Faydaları: Unlu maske kulağa başta tuhaf gelse de aslında aminoasit ile E ve B vitamini zengini buğday, saçlar için tam bir parlaklık kaynağı. Ayrıca sertleşen, kolayca dolaşan saçları da verdiği esneklikle büyük ölçüde rahatlatıyor.

Muzlu - Ballı Maske

Hazırlanışı ve uygulama: Tüm malzemeleri blenderdan geçirin ve macun haline gelmesini sağlayın. Saçlarınızı üzerindeki sprey, jöle gibi tüm kalıntılardan arınması için yıkayın ve havluyla kurutun. Ardından maskeyi bir tarak ya da boya fırçası yardımıyla kökten uca tüm saçlarınıza yedirin. Başınızı streç filmle sararak ya da bir bone geçirerek 1 saat bu halde bekleyin. Daha fazla da beklemenizde bir sakınca yok. Uzmanlar katlanabilenlerin gece bu halde uyumalarının harika sonuçlar yaratabileceğini söylüyor. Ancak eğer böyle yatacaksınız yatmadan en az bir saat önce sürün ki, saçlarınız kurusun ve üşütmeyin. Maskeyi çıkarmak için önce bol suyla arınana kadar durulayın sonra da saçı yapılandıran tipte bir şampuan uygulayın.

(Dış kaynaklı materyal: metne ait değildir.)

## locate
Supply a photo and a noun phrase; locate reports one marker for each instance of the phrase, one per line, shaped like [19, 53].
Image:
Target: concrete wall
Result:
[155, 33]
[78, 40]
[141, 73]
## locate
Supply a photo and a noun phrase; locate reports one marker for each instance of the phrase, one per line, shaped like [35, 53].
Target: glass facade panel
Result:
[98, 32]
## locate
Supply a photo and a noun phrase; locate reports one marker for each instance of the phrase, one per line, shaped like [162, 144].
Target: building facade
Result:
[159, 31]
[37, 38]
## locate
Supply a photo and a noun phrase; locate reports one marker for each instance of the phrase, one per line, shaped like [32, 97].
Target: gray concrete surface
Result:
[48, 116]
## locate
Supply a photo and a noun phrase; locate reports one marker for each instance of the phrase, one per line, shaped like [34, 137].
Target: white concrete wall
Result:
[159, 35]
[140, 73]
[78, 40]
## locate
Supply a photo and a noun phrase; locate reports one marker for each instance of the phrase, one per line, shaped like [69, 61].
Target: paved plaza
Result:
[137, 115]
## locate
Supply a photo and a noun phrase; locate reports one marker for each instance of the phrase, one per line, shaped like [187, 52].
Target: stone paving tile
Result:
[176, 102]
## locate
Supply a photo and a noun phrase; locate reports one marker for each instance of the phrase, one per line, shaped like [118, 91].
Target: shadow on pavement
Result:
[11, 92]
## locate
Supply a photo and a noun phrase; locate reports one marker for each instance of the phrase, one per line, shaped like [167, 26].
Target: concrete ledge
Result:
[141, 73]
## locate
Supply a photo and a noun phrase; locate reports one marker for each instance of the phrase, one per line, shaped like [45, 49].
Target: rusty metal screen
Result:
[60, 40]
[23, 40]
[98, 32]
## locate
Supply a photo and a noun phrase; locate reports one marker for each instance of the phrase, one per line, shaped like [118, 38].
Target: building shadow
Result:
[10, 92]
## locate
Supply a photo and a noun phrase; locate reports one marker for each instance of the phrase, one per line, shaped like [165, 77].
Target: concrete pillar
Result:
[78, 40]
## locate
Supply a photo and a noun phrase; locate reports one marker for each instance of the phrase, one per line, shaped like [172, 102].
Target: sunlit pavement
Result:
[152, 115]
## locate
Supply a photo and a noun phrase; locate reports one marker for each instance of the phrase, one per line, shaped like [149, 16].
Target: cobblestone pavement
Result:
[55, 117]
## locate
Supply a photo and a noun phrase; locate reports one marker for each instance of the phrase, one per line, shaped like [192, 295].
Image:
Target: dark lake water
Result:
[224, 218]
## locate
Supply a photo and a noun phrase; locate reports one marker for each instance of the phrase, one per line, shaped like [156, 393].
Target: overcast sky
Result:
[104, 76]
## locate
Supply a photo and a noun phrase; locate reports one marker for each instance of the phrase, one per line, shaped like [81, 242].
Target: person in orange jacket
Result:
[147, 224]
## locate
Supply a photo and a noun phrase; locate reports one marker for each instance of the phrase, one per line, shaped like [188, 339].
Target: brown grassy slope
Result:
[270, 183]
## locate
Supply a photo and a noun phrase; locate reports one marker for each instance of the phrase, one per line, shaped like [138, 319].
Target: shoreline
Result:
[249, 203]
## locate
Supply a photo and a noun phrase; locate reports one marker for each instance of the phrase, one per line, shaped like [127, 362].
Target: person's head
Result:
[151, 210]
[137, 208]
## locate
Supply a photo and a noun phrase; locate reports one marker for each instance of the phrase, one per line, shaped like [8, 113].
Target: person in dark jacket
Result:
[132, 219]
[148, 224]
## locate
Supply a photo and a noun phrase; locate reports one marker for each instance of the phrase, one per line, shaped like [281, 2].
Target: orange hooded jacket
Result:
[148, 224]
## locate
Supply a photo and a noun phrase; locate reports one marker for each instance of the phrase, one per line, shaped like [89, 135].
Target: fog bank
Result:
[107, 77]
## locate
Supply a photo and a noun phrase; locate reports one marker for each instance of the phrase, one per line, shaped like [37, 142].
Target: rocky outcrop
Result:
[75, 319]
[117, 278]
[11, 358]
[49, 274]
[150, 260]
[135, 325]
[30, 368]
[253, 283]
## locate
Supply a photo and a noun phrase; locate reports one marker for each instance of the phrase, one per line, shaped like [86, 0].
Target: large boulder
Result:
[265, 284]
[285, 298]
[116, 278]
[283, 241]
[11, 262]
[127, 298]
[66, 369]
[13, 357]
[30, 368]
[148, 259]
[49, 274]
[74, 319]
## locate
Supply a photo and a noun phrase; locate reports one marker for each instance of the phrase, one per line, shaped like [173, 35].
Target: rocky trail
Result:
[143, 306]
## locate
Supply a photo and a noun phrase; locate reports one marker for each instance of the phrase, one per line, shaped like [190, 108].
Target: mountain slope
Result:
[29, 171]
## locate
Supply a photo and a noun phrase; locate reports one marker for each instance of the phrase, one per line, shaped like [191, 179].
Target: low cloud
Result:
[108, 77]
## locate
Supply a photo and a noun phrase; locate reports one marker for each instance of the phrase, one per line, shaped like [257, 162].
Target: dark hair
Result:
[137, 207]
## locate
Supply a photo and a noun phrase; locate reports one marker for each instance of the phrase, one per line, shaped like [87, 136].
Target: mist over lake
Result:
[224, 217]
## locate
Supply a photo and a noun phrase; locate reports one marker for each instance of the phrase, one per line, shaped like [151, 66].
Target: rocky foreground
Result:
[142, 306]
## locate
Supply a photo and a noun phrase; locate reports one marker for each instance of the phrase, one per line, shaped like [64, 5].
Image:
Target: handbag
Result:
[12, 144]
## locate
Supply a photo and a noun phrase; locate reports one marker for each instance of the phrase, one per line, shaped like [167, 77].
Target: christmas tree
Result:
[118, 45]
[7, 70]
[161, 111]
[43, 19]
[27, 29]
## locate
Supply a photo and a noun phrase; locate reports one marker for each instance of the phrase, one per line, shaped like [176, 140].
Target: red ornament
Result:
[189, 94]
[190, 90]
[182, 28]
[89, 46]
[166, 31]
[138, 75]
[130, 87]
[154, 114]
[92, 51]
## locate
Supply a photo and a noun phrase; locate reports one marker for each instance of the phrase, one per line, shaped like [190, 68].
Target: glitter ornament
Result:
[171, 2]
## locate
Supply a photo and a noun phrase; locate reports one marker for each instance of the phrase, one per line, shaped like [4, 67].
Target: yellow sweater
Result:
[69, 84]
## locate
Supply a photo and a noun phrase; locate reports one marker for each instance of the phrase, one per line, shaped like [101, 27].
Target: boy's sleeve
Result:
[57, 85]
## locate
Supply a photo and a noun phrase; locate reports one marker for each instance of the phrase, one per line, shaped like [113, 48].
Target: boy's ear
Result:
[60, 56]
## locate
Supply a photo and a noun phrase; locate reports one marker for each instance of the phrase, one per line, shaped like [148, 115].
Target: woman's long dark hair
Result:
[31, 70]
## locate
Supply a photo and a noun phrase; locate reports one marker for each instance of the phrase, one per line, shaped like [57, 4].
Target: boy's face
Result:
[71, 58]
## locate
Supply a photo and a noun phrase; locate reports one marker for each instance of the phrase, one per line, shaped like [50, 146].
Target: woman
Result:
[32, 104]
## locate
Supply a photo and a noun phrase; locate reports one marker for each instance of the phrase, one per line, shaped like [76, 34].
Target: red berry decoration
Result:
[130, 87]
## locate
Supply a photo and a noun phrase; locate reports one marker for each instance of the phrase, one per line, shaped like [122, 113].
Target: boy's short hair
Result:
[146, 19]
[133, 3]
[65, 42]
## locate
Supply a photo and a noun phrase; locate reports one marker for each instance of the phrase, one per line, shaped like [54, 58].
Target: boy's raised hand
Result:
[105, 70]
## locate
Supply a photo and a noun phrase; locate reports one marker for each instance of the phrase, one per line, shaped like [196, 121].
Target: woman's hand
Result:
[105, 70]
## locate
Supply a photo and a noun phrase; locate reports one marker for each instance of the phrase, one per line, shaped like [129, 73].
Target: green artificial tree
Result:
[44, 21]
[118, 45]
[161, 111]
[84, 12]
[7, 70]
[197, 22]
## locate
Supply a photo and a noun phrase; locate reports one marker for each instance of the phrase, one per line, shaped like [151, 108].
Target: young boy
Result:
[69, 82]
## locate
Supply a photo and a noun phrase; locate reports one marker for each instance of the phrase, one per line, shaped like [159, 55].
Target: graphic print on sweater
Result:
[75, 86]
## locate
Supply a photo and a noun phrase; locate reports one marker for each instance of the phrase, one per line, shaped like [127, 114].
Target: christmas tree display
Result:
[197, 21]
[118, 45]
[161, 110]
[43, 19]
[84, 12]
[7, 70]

Faydaları: Çok çeşitli amino asitler, potasyum, A, B, C ve E vitaminleri içeren muz saçınız için tam bir güzellik kaynağı. Maskenin içindeki bal ve diğer malzemeler hem saçınızı hem de kafa derinizi besleyecek. Bu maskeyi ayda bir kez uygulayabilirsiniz.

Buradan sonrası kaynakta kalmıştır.